Find the vector equation of the plane passing through the intersection of the planes $\vec{r} \cdot(2 \hat{i}+2 \hat{j}-3 \hat{k})=7, \vec{r} \cdot(2 \hat{i}+5 \hat{j}+3 \hat{k})=9$ and through the point $(2,1,3)$
The equations of the planes are $\vec{r} \cdot(2 \hat{i}+2 \hat{j}-3 \hat{k})=7$ and $\vec{r} \cdot(2 \hat{i}+5 \hat{j}+3 \hat{k})=9$
$\Rightarrow \vec{r} \cdot(2 \hat{i}+2 \hat{j}-3 \hat{k})-7=0$
$\vec{r} \cdot(2 \hat{i}+5 \hat{j}+3 \hat{k})-9=0$
The equation of any plane through the intersection of the planes given in equations (1) and (2) is given by,
$[\vec{r} \cdot(2 \hat{i}+2 \hat{j}-3 \hat{k})-7]+\lambda[\vec{r} \cdot(2 \hat{i}+5 \hat{j}+3 \hat{k})-9]=0$, where $\lambda \in \mathbf{R}$
$\vec{r} \cdot[(2 \hat{i}+2 \hat{j}-3 \hat{k})+\lambda(2 \hat{i}+5 \hat{j}+3 \hat{k})]=9 \lambda+7$
$\vec{r} \cdot[(2+2 \lambda) \hat{i}+(2+5 \lambda) \hat{j}+(3 \lambda-3) \hat{k}]=9 \lambda+7$ ..(3)
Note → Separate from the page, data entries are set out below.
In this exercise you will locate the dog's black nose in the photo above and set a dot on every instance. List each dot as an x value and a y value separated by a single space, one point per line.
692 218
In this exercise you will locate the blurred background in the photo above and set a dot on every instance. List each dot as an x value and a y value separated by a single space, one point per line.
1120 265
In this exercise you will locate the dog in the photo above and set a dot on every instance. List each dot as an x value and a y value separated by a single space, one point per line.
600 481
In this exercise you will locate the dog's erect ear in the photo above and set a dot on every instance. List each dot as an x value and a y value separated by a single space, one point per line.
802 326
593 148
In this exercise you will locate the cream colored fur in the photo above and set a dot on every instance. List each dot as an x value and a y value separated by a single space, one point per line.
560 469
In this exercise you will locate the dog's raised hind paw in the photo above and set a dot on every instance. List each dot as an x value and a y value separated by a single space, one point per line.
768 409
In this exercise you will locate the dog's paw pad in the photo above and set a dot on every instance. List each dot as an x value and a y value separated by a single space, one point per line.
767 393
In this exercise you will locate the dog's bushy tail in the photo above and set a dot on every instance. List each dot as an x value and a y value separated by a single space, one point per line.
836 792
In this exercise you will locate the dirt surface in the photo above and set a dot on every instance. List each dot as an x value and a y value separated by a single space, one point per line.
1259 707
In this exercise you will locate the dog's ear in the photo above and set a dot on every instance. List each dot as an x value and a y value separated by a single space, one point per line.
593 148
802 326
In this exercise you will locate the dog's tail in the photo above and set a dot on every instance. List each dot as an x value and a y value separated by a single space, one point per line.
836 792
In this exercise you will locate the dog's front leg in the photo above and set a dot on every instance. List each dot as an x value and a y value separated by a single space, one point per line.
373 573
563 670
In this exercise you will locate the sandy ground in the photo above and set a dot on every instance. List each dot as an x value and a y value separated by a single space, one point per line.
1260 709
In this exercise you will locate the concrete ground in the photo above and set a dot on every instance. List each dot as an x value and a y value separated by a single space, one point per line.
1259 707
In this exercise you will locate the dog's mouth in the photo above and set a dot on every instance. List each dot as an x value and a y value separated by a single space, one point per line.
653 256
The plane passes through the point (2, 1, 3). Therefore, its position vector is given by,
$\vec{r}=2 \hat{i}+1 \hat{j}+3 \hat{k}$
Substituting in equation (3), we obtain
$(2 \hat{i}+\hat{j}+3 \hat{k}) \cdot[(2+2 \lambda) \hat{i}+(2+5 \lambda) \hat{j}+(3 \lambda-3) \hat{k}]=9 \lambda+7$
$\Rightarrow 2(2+2 \lambda)+1(2+5 \lambda)+3(3 \lambda-3)=9 \lambda+7$
$\Rightarrow 4+4 \lambda+2+5 \lambda+9 \lambda-9=9 \lambda+7$
$\Rightarrow 18 \lambda-3=9 \lambda+7$
$\Rightarrow 9 \lambda=10$
$\Rightarrow \lambda=\frac{10}{9}$
Substituting $\lambda=\frac{10}{9}$ in equation (3), we obtain
$\vec{r} \cdot\left(\frac{38}{9} \hat{i}+\frac{68}{9} \hat{j}+\frac{3}{9} \hat{k}\right)=17$
$\Rightarrow \vec{r} \cdot(38 \hat{i}+68 \hat{j}+3 \hat{k})=153$
This is the vector equation of the required plane.